If you used a prompt like “You are a MarketingProfs B2B Forum award-winning blogger who writes about B2B marketing and email marketing for the industrial concrete industry. Your first task is to draft a blog post about the benefits of a high-frequency email marketing program for an industrial concrete company that sells to state and local governments; focus on unique aspects of marketing the concrete industry and heavy construction. You know CASL, CAN-SPAM, and GDPR. You know email marketing best practices, especially for nurture campaigns in marketing automation systems. Write in a warm, professional tone of voice. Avoid tropes, jargon, and business language. Avoid adverbs.” How many of these word clouds will be created with a prompt this large? Many, many word clouds, and each cloud of associations will have overlaps with the others. The net result is you’ll get a much more tailored, unique, and creative result.

When you understand conceptually what’s going on under the hood of large language models, it becomes easier to understand how to use them to the best of their capabilities – and why non-language tasks simply fail most of the time. For example, math is really hard for many models to get right because they fundamentally don’t do computation. They’re predicting the likelihood of characters – numbers – and the numbers that should be nearby. That’s why earlier models had no trouble with expressions like 2 + 2 = 4 but could not do 22 + 7 = 29. The former equation occurs much more frequently in written text, while the latter is fairly rare by comparison. The model isn’t performing any calculations, and thus tends to get the answer wrong.

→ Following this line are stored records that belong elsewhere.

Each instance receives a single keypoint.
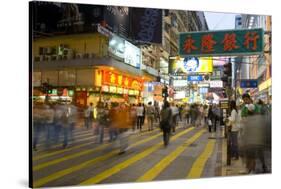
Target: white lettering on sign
(216, 84)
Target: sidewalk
(237, 167)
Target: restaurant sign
(117, 79)
(221, 43)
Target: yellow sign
(191, 64)
(265, 85)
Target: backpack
(165, 122)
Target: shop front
(265, 90)
(119, 87)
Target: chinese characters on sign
(227, 42)
(116, 79)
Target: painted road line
(165, 162)
(117, 168)
(76, 141)
(86, 164)
(38, 157)
(198, 166)
(75, 136)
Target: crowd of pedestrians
(248, 125)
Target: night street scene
(127, 95)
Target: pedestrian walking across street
(166, 122)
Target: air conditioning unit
(59, 57)
(54, 57)
(92, 55)
(49, 58)
(48, 50)
(78, 55)
(37, 58)
(86, 56)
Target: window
(36, 80)
(67, 78)
(51, 77)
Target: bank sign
(221, 43)
(195, 78)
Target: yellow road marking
(224, 158)
(165, 162)
(65, 158)
(77, 138)
(80, 140)
(38, 157)
(72, 169)
(199, 164)
(117, 168)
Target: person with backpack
(234, 129)
(150, 116)
(210, 118)
(140, 111)
(254, 134)
(166, 122)
(102, 119)
(91, 115)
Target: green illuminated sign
(55, 92)
(70, 92)
(221, 43)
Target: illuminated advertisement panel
(190, 65)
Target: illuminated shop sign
(117, 46)
(179, 65)
(195, 78)
(116, 79)
(224, 42)
(216, 84)
(132, 55)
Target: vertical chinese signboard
(221, 43)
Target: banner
(190, 65)
(225, 42)
(147, 25)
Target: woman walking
(234, 119)
(166, 122)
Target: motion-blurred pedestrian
(166, 122)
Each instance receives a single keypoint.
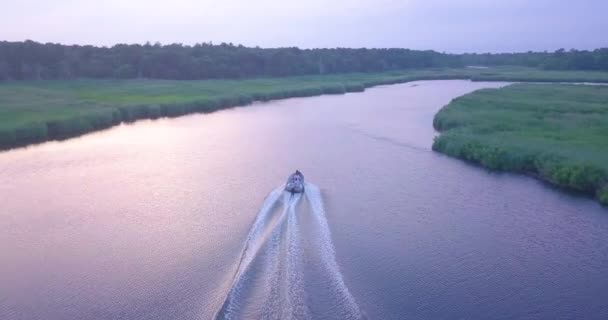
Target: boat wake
(287, 268)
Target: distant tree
(29, 60)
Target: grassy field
(37, 111)
(556, 132)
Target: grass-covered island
(558, 133)
(37, 111)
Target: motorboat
(295, 183)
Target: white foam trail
(277, 243)
(328, 256)
(253, 244)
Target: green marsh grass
(556, 132)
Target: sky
(442, 25)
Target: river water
(177, 219)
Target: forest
(30, 60)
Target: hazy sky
(442, 25)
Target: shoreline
(86, 120)
(542, 140)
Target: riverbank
(38, 111)
(554, 132)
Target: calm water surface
(147, 221)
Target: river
(150, 220)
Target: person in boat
(295, 183)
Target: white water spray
(273, 246)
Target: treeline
(558, 60)
(31, 60)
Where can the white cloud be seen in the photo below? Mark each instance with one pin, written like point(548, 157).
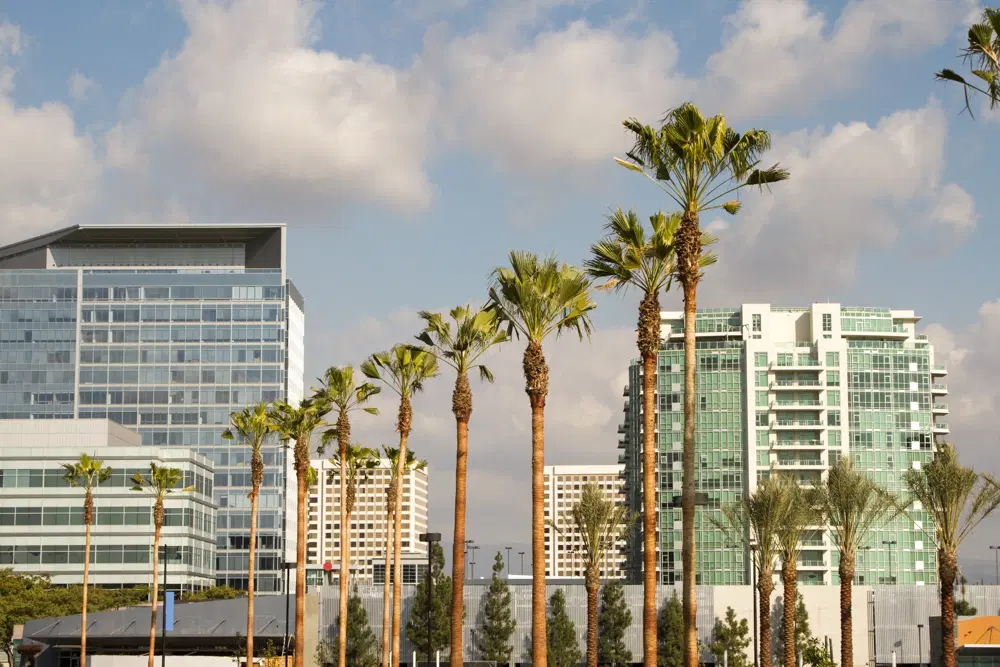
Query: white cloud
point(47, 169)
point(79, 86)
point(248, 108)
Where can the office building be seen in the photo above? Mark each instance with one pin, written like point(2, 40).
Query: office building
point(165, 329)
point(791, 390)
point(369, 528)
point(41, 516)
point(563, 543)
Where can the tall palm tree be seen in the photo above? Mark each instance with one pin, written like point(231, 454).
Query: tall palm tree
point(297, 424)
point(957, 499)
point(698, 162)
point(391, 455)
point(762, 514)
point(344, 395)
point(600, 523)
point(86, 472)
point(404, 369)
point(983, 53)
point(801, 509)
point(475, 333)
point(628, 257)
point(159, 483)
point(252, 424)
point(852, 504)
point(537, 297)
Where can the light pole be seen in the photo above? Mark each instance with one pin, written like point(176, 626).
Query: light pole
point(431, 539)
point(890, 544)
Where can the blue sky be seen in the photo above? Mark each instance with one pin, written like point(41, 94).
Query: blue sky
point(410, 145)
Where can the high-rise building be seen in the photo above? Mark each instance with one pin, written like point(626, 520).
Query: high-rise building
point(165, 329)
point(369, 528)
point(790, 390)
point(41, 516)
point(563, 543)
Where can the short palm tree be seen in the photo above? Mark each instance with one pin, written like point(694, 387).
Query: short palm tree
point(761, 514)
point(600, 523)
point(252, 425)
point(391, 455)
point(404, 369)
point(475, 333)
point(957, 499)
point(297, 424)
point(699, 163)
point(852, 504)
point(537, 297)
point(159, 483)
point(628, 257)
point(983, 53)
point(344, 395)
point(88, 473)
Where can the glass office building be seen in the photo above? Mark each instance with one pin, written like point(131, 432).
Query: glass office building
point(789, 391)
point(165, 329)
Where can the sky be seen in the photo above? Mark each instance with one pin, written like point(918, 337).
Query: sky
point(410, 144)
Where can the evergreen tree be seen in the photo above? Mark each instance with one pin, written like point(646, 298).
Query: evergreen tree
point(416, 627)
point(670, 634)
point(613, 620)
point(563, 645)
point(497, 619)
point(731, 635)
point(362, 646)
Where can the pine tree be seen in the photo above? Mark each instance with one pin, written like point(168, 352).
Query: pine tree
point(563, 645)
point(416, 627)
point(362, 646)
point(670, 634)
point(732, 636)
point(613, 620)
point(497, 619)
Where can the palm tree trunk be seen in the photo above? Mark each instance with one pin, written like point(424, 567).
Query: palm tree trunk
point(788, 574)
point(251, 567)
point(846, 609)
point(765, 586)
point(156, 583)
point(458, 546)
point(949, 571)
point(302, 488)
point(688, 484)
point(345, 555)
point(397, 551)
point(593, 586)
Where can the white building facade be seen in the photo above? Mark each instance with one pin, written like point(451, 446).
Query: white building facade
point(563, 546)
point(41, 516)
point(369, 529)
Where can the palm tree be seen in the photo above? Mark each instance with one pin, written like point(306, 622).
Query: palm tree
point(298, 424)
point(983, 52)
point(475, 333)
point(852, 504)
point(698, 162)
point(957, 499)
point(762, 514)
point(88, 473)
point(537, 297)
point(160, 482)
point(600, 523)
point(404, 369)
point(391, 491)
point(252, 424)
point(626, 257)
point(800, 510)
point(341, 392)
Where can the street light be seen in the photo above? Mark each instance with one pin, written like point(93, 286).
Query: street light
point(431, 539)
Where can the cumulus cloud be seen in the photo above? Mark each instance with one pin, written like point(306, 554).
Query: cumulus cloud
point(47, 168)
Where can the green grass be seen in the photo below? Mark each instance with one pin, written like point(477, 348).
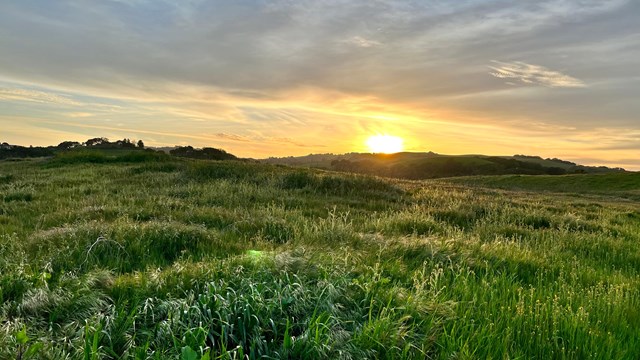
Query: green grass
point(616, 184)
point(157, 258)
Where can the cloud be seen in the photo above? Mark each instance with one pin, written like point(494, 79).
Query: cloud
point(14, 94)
point(362, 42)
point(530, 74)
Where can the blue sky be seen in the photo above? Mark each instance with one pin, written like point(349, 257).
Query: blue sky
point(553, 78)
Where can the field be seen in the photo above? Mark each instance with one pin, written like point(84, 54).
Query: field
point(149, 257)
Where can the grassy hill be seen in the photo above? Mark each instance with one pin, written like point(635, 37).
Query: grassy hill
point(156, 257)
point(417, 166)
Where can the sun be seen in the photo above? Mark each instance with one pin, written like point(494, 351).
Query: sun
point(385, 144)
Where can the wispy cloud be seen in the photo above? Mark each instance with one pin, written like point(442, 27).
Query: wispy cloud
point(14, 94)
point(530, 74)
point(363, 42)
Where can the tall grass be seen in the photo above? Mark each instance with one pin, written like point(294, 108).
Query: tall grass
point(236, 260)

This is also why censorship is so damaging to the structure of these models. Take any common profane word, like the venerable F word. How often do we use it? How many other words are associated with it? If you were to try ripping it out of a combination of word clouds, how many other words might get ripped out too – and are they useful words otherwise?

That’s also why models behave less or more creatively. They’re not intrinsically creative; they’re simply clouds of probabilities being mashed together. When you give an non-creative prompt, you invoke only the most broad probabilities, and you get a non-creative result. When you give a highly creative, relatively rare prompt that has many combinations of many specific words, you invoke very specific probabilities and get more creative results.

Large language models are libraries of probability, and every time we use them, we are invoking probabilities based on the words in our prompts. If we aren’t getting the results we want, we should examine the words, phrases, and sentences in our prompts and adjust them to add more detail until we get what we want. There’s no magic formula or secret guide to prompt engineering, no “Instant Success with ChatGPT” that has any serious credibility. If you have conversations with these models that use the appropriate language to get all the word clouds to overlap well, you’ll get what you want from a large language model.